Car rejection claims 'totally false,' Seat CEO says
Seat CEO Luca de Meo says claims that a growing number of people are rejecting car ownership are "totally false."
Seat's research has found that by 2025 the car will be the primary mode of transportation for 60 percent of people and that just one out of 10 people are contemplating giving up their car in the near future.
"No one rejects the car," he told the Automobilwoche Congress in Berlin on Wednesday. Automobilwoche is a sister publication of Automotive News Europe.
De Meo added that even the staunchest young car hater becomes a car owner once a vehicle becomes affordable and once the person starts a family.
Seat's research also found that millennials, who are supposed to be the leaders of the anti-car movement, are going to account for 40 percent of global car sales in the next 10 years.
He also pointed out that the decline in young car owners coincides with there being a smaller pool of people of that age to purchase a vehicle than there was in the 1960s and 1970s.
He mentioned that car ownership among young people took a hit during the global financial crisis of 2008-2010 because it was too expensive to get a license and maintain a car during the downturn. Europe's recovery has led to an increase in the number of young people who are getting their driver's licenses, de Meo said.

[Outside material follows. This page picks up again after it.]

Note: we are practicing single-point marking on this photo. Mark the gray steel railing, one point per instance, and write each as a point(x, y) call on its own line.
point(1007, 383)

When asked how Seat will deal with tougher CO2 rules announced by the European Commission on Wednesday, de Meo acknowledged that while all automakers will "feel the pressure," volume brands such as Seat face an additional challenge.
"We need to select the technology that our customers can afford," he said. "I can't do an Ibiza fuel cell that costs 50,000 euros. I won't be able to sell that. But I'm confident we will find a way to succeed."
Seat will debut its first electric vehicle in 2020, de Meo said, adding that the model will be underpinned by parent Volkswagen Group's new MEB architecture.